The bitter battle of 2016 between Tata Sons and its former Chairman Cyrus Mistry is back. This follows the May 29 filing of a case by the Central Bureau of Investigation probe against Malaysia’s AirAsia for allegedly entering into a criminal conspiracy with the United Progressive Alliance government in 2013-14. The latest fire comes from Ramachandran Venkataramanan, Managing Trustee of the Sir Dorabji Tata Trust and non-executive director of AirAsia India. He is one of the nine mentioned in the CBI file.
“It is commonly known that the present accusations qua Air Asia India find their root in baseless allegations made by Mr. Cyrus P Mistry and the Shapoor Pallonji Group against Tata Trusts Trustees (me included) and Tata Sons in his ‘revenge’ legal actions,” a press statement, sent by Tatas’ public relations agency, quoted Venkataramanan as saying.

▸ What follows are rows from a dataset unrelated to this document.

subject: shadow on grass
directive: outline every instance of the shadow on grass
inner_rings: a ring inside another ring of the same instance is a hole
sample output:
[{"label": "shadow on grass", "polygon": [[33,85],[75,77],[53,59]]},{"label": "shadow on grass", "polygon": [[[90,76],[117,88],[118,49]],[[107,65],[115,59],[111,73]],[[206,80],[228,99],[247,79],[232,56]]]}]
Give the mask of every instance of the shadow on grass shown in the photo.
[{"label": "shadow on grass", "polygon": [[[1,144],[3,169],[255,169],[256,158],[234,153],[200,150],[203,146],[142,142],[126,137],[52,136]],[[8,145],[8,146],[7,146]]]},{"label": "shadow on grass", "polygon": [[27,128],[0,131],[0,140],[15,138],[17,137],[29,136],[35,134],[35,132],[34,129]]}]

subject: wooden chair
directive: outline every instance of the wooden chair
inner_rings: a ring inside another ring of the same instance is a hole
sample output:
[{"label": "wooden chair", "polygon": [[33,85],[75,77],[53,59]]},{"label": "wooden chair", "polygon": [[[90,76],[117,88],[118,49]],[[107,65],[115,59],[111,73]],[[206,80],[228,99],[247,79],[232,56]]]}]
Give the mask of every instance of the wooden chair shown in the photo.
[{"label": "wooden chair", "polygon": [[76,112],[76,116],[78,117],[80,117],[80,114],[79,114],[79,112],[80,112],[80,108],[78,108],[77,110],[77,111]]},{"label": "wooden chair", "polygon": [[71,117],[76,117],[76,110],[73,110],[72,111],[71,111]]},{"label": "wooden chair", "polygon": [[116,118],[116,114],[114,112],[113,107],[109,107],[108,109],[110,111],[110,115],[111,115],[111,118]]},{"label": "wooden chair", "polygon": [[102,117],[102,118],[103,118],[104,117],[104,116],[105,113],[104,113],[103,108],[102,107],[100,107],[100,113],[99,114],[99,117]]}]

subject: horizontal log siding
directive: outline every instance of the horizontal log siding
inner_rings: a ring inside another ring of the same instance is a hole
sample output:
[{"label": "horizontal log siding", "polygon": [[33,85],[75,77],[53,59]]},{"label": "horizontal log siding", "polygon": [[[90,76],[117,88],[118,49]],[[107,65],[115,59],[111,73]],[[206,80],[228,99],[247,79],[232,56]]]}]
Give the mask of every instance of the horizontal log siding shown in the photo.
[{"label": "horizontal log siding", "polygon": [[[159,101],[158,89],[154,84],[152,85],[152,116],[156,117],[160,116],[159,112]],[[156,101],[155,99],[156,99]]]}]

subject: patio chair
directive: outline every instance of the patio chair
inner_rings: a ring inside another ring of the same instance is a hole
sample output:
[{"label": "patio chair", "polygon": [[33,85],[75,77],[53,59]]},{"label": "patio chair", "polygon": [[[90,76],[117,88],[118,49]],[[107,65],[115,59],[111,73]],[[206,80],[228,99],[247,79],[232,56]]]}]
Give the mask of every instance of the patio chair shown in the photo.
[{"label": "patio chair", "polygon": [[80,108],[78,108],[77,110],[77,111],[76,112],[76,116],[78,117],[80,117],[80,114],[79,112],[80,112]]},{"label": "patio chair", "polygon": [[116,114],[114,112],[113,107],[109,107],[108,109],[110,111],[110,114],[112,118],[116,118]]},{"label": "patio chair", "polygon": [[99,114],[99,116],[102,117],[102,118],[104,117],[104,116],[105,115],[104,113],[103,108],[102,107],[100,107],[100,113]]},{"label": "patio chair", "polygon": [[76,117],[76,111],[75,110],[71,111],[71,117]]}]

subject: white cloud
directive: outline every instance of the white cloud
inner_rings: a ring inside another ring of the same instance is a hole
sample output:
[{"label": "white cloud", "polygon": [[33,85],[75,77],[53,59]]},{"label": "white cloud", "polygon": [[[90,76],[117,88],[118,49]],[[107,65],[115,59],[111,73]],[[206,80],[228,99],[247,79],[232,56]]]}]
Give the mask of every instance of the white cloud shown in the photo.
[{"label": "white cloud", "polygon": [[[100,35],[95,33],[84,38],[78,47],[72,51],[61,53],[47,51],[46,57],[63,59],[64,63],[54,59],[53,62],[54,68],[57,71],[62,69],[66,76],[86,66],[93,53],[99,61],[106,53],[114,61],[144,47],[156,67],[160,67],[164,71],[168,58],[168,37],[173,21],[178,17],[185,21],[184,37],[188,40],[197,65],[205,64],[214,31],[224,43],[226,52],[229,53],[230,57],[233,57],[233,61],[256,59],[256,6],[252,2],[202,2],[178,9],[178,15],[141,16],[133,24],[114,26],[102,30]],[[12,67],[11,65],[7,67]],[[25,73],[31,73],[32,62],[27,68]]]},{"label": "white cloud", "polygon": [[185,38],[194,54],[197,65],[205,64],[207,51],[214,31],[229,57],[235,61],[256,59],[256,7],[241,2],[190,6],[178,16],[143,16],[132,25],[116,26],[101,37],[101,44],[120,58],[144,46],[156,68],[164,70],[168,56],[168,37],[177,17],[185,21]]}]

Venkataramanan is responsible for management and oversight of all the Tata Trusts, Sir Dorabji Tata Trust being the largest of these. Sir Dorabji Tata Trust and Sir Ratan Tata Trust are two of the largest Tata trusts, all of which collectively hold 66 percent stake in Tata Sons, the holding company of all Tata Group companies. The Law graduate from Mumbai University holds 1.5 percent stake in AirAsia India.
The CBI’s First Information Report alleges that officials of AirAsia and its Indian unit connived with officials in the aviation ministry to get the then prevailing rule of 5/20 scrapped to secure a licence for the airline to fly overseas from India. Tony Fernandes, the maverick chief executive officer of AirAsia Berhad, and company executive Tharumalingam Kanagalingam are also named in the FIR.
Under the 5/20 rule, any airline from India, keen to operate overseas flights, should have been operating for five years and had to have 20 planes in its fleet.
It is also alleged that AirAsia India was effectively controlled by its Malaysian parent in violation of the Indian laws that forbid foreign control of a local airline.
CBI’s FIR relies on emails exchanged between officials of AirAsia, its Indian unit and Tata Sons.
In one such email, Venkataramanan is alleged to have written to Kanagalingam, ”Met Mr Ajit Singh a short while ago. He said approvals should come soon and that our planning should be on the basis of the 5/20 rule getting scrapped.”
Defending the licence given to AirAsia, Venkataramanan said in the press release that it was one of the many airlines that had sought a review of the policy.
“I reiterate that all allegations of wrong doing or illegality against me are baseless. These motivated allegations are part of the smear campaign run to discredit me and the work being done by the Tata Trusts, which contribute Rs 1,200 crores each year to philanthropic activities. Despite, Mr Cyrus Mistry and his company’ efforts to discredit the Trusts, we resolve to enhance the quality of life of our people,” Venkataramanan said in his media statement.
It may be added here that the 5/20 rule was a very unreasonable and restrictive one and clearly favoured the existing airlines by limiting the competition in the sector till it was scrapped.
Mistry had accused Venkat, as he is popularly known, of two counts. These included asking Tata Capital to give loans to Chennai-based entrepreneur C Sivasankaran that turned bad and of hiding fraudulent transactions in AirAsia India.
In a separate statement, AirAsia on Wednesday said the regulator Directorate General of Civil Aviation had in February 2017 found it to be in compliance with all the Indian laws. It said it would cooperate with the relevant authorities to facilitate an early conclusion of this matter.